# Puzzle1: a 2d twisty puzzle game



## Portponky (Sep 21, 2010)

I have made a 2d twisty puzzle game and I thought it might be of interest around these parts so here you go.

Features

Twisty puzzle action
Built in timer and averager (including DNF) which you can copy paste
Fully editable colour scheme with a cool dial thing
Ten twisty puzzles built in, including a hungarian rings style puzzle.
Puzzles are specified in a fairly simple xml format so you can make your own...
Windows version at the moment but linux / mac a possibility

Screenshots here!


Spoiler














Spoiler













Spoiler











Download the beast
Download windows version

Instructions

open a puzzle
click scramble
left/right click on the brown handles until all the colours line up
go back to step 2

This is the first version so if you find any bugs or have any feature requests please let me know and I'll see what I can do. Have fun.


----------



## davidgreece (Sep 21, 2010)

pretty interesting from the pictures i see

how come when you click a circle it highlights? and you should add the option of turning the sides the different way its kinda irritating to click that thing 3 times to get to the right place you want it


----------



## Portponky (Sep 21, 2010)

davidgreece said:


> how come when you click a circle it highlights?
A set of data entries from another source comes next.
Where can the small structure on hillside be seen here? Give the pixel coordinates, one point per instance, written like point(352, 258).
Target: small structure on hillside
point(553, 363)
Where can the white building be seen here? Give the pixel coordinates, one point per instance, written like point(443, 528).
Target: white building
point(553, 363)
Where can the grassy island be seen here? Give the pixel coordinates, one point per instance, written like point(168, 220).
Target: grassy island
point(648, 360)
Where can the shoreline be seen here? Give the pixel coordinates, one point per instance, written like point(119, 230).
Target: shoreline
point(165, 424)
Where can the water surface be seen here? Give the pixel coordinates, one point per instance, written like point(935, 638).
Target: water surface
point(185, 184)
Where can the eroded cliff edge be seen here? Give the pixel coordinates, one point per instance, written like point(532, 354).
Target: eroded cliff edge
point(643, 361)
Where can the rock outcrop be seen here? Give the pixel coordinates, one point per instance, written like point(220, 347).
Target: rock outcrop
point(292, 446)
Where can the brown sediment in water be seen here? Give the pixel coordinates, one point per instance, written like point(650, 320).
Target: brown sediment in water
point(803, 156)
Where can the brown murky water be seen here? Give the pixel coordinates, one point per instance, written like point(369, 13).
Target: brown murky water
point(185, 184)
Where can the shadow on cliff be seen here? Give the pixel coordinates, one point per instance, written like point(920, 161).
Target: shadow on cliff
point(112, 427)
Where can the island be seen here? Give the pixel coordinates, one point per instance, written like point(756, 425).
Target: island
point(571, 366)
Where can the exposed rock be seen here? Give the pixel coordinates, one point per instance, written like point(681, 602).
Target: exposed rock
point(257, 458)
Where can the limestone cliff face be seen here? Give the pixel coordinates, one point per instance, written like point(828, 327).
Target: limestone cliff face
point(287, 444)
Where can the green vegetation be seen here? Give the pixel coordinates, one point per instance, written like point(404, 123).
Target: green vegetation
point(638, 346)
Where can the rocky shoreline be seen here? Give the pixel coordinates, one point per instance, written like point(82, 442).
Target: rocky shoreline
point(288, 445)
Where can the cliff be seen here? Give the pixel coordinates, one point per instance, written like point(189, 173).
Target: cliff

That is marking which you can turn off in the options menu. I think it should be off by default but I might have messed that up. It's just to allow you to highlight some pieces to keep track of them.




> you should add the option of turning the sides the different way its kinda irritating to click that thing 3 times to get to the right place you want it



Left click = anticlockwise
Right click = clockwise


----------